17 DLR_Graduate_Program Das DLR_Graduate_Program stellt ein attraktives Qualifizierungsprogramm für promovierende Mitarbeiterinnen und Mitarbeiter dar. Es handelt sich dabei um eine maßgeschneiderte Förderung, die Doktorandinnen und Doktoranden wichtige Kenntnisse und Kompetenzen vermittelt - und zwar zusätzlich zur fachlichen Befassung mit dem Promotionsthema. Das Programm ist auf drei Jahre angelegt und umfasst drei Module: Qualifizierungsmaßnahmen der Institute und ein institutsübergreifendes Qualifizierungsund Entwicklungsprogramm. Das DLR_Graduate_Program unterstützt Doktorandinnen und Doktoranden darin, ihre Promotionsphase so effektiv wie möglich zu gestalten. Darüber hinaus dienen die neu erworbenen Kompetenzen als solides Fundament für die weitere berufliche Zukunft.

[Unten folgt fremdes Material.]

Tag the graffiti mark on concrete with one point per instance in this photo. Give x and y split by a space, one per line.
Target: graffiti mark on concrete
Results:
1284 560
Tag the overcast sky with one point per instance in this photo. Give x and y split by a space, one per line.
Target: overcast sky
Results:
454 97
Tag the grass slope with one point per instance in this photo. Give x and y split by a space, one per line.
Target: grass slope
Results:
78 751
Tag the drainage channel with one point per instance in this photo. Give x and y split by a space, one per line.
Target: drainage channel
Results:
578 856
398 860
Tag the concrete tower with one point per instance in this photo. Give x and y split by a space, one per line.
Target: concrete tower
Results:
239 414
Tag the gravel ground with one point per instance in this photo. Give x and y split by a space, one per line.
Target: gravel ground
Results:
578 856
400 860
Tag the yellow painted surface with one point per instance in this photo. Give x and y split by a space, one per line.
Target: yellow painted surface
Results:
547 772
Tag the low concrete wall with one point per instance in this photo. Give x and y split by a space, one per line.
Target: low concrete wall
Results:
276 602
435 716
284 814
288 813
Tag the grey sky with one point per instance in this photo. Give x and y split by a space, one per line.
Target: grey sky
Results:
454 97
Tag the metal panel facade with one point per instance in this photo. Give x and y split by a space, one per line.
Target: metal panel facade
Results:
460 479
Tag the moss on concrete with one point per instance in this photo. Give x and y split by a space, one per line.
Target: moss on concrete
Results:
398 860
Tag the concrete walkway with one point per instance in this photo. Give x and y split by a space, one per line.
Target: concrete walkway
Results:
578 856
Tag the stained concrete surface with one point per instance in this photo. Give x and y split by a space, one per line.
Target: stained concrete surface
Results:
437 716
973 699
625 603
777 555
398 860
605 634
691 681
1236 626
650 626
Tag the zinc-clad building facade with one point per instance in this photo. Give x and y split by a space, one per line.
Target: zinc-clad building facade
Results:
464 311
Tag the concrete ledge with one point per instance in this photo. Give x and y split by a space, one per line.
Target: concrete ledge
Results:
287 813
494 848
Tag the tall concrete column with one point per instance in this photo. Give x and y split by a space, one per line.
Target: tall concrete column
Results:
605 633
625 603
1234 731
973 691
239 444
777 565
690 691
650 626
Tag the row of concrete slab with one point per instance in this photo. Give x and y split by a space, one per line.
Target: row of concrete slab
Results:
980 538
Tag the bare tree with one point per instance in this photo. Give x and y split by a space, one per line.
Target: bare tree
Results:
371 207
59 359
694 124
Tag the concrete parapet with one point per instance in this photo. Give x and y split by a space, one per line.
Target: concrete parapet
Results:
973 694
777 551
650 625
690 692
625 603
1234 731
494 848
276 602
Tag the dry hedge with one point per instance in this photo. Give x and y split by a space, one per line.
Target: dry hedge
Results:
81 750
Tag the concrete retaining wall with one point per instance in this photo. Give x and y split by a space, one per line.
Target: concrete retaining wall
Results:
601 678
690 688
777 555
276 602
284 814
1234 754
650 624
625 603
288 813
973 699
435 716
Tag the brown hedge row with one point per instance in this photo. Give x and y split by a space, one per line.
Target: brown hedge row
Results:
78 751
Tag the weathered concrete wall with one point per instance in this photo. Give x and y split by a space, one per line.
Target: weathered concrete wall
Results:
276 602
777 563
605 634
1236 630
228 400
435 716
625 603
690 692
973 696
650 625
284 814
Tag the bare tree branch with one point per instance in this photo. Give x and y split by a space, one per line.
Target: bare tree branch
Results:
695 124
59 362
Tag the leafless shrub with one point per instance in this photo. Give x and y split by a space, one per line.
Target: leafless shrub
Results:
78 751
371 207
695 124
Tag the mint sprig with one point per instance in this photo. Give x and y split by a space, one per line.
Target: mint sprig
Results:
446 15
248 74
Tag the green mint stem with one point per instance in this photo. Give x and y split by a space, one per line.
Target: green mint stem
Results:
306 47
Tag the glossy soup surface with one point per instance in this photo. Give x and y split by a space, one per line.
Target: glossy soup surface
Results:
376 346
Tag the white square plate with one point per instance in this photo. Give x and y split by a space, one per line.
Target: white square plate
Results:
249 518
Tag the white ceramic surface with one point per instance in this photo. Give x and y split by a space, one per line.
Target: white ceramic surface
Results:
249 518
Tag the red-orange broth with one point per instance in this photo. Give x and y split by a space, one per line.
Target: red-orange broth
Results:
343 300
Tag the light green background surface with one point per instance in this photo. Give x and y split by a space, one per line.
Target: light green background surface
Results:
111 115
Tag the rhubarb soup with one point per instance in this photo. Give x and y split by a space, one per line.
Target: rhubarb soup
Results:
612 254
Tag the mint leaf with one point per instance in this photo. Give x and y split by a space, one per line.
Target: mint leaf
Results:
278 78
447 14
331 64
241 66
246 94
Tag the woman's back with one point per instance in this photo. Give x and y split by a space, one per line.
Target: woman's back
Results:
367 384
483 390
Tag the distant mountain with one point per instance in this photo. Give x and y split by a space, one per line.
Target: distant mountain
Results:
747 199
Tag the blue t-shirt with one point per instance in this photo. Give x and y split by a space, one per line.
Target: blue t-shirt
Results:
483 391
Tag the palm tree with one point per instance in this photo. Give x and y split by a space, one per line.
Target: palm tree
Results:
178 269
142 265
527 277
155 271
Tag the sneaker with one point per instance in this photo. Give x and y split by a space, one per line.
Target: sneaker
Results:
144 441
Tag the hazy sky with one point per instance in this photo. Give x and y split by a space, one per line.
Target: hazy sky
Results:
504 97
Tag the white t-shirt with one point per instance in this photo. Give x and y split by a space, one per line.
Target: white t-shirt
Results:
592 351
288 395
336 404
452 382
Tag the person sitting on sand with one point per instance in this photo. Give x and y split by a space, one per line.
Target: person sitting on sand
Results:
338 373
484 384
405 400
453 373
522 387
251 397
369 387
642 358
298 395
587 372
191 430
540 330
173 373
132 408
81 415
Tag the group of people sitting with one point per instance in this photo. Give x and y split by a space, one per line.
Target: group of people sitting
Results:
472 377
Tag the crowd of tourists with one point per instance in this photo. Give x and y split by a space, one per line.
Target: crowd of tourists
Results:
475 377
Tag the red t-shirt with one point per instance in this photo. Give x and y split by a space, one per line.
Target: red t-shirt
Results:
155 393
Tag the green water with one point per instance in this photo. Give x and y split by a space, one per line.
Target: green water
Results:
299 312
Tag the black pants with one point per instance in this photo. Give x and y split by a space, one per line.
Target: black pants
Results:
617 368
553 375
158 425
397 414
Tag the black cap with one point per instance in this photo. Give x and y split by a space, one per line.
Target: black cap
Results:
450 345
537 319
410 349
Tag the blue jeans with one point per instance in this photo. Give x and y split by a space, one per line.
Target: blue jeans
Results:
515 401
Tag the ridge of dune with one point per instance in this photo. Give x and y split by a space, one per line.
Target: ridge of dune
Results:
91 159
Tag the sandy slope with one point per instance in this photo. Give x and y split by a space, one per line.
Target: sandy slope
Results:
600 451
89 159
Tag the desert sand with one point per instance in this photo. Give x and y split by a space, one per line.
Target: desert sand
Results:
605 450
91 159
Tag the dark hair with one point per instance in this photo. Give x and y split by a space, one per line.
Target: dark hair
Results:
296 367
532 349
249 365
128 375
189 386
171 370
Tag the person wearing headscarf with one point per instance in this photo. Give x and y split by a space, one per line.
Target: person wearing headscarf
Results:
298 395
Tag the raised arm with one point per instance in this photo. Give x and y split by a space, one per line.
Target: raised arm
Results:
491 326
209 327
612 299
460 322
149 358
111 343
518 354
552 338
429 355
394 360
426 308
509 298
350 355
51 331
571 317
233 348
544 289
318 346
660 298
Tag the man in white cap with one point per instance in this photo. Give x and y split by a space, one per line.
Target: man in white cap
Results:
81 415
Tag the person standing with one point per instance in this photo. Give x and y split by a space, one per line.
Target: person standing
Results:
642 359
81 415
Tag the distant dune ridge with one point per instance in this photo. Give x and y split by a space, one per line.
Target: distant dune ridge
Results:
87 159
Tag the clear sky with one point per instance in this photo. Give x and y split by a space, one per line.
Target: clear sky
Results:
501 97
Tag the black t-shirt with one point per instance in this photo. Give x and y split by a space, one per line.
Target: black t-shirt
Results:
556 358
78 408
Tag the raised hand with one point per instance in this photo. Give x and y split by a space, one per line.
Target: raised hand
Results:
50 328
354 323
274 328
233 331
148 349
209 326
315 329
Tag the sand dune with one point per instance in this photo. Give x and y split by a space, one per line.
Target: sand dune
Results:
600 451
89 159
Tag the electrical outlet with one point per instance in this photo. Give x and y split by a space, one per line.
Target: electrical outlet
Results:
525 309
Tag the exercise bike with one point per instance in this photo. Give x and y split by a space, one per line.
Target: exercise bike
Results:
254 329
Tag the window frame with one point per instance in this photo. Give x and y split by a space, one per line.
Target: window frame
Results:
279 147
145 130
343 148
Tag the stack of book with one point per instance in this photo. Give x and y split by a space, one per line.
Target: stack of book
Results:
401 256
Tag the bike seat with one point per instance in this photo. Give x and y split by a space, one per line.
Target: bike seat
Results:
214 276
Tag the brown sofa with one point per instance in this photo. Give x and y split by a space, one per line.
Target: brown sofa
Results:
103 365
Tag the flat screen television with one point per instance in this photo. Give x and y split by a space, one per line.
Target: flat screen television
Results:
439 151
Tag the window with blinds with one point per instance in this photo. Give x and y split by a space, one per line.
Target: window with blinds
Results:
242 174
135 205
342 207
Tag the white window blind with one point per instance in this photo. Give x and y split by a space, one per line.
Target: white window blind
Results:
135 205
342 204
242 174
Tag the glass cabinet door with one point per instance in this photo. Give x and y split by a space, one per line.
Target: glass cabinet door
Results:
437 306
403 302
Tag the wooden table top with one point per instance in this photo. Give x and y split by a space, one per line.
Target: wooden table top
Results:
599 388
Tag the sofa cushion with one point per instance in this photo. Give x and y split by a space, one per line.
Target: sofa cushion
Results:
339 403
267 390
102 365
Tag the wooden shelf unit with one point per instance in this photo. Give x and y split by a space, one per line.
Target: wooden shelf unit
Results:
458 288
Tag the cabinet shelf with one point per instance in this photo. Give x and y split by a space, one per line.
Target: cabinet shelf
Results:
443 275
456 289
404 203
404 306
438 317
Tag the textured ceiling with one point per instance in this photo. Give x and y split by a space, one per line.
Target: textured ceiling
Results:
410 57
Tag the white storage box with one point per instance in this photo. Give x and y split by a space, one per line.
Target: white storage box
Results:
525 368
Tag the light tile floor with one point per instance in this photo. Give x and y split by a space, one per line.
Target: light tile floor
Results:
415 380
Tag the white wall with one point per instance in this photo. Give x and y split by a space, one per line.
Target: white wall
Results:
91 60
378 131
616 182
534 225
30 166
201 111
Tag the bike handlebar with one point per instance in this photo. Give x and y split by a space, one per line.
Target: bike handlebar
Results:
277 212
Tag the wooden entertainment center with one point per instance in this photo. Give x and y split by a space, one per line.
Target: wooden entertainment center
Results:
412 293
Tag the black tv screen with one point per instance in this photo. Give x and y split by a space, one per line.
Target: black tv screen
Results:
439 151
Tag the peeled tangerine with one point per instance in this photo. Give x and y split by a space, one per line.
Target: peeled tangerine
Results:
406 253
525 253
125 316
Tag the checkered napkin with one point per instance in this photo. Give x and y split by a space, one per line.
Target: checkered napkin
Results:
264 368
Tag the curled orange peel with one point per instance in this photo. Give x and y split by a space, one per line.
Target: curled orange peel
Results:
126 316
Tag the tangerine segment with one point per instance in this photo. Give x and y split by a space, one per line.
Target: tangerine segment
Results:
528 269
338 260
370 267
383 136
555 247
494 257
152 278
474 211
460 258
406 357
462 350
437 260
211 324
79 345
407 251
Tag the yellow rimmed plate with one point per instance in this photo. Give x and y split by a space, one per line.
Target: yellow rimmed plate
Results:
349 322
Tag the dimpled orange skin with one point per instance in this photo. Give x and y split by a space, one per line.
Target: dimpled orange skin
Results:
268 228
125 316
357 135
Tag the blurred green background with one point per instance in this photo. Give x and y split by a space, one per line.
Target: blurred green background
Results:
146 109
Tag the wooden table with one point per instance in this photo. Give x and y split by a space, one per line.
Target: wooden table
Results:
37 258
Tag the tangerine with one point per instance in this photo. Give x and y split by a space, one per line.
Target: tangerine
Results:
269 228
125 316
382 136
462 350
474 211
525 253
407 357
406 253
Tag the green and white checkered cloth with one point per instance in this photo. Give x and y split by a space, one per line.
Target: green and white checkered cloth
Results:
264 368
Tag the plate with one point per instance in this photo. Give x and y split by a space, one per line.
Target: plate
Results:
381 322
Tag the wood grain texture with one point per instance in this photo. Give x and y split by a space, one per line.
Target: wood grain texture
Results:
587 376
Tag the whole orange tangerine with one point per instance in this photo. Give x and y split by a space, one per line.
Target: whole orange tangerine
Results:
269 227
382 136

18 Kontakte Leitung Standort Oberpfaffenhofen Tel.: +49 (0) Fax: +49 (0) Kommunikation Oberpfaffenhofen Tel.: +49 (0) Fax: +49 (0)

19 Lage und Verkehrsverbindung Der Standort Oberpfaffenhofen liegt zirka 25 Kilometer westlich von München an der Autobahn München-Lindau (A96). Um zum DLR zu kommen, gibt es folgende Anreisemöglichkeiten: Auto: Autobahn München-Lindau A 96; Ausfahrt 32, Oberpfaffenhofen. An der Ampel der Autobahnausfahrt nach links Richtung Herrsching/Oberpfaffenhofen/Weßling abbiegen. Nach ca. 800 Metern ist links die Einfahrt zum DLR. Bahn: Zug bis München-Pasing oder München-Hauptbahnhof (Hbf). Dort in die S-Bahn-Linie S8 Richtung Herrsching bis zur Station Neugilching oder Weßling. Von dort aus ist das DLR zu Fuß erreichbar (von jeder der beiden Stationen ca. 2,5 Kilometer). Flug: Vom Flughafen München ( die S-Bahn-Linie S8 Richtung Herrsching bis zur Station Neugilching oder Weßling. Von dort ist das DLR zu Fuß erreichbar (von jeder der beiden Stationen ca. 2,5 Kilometer).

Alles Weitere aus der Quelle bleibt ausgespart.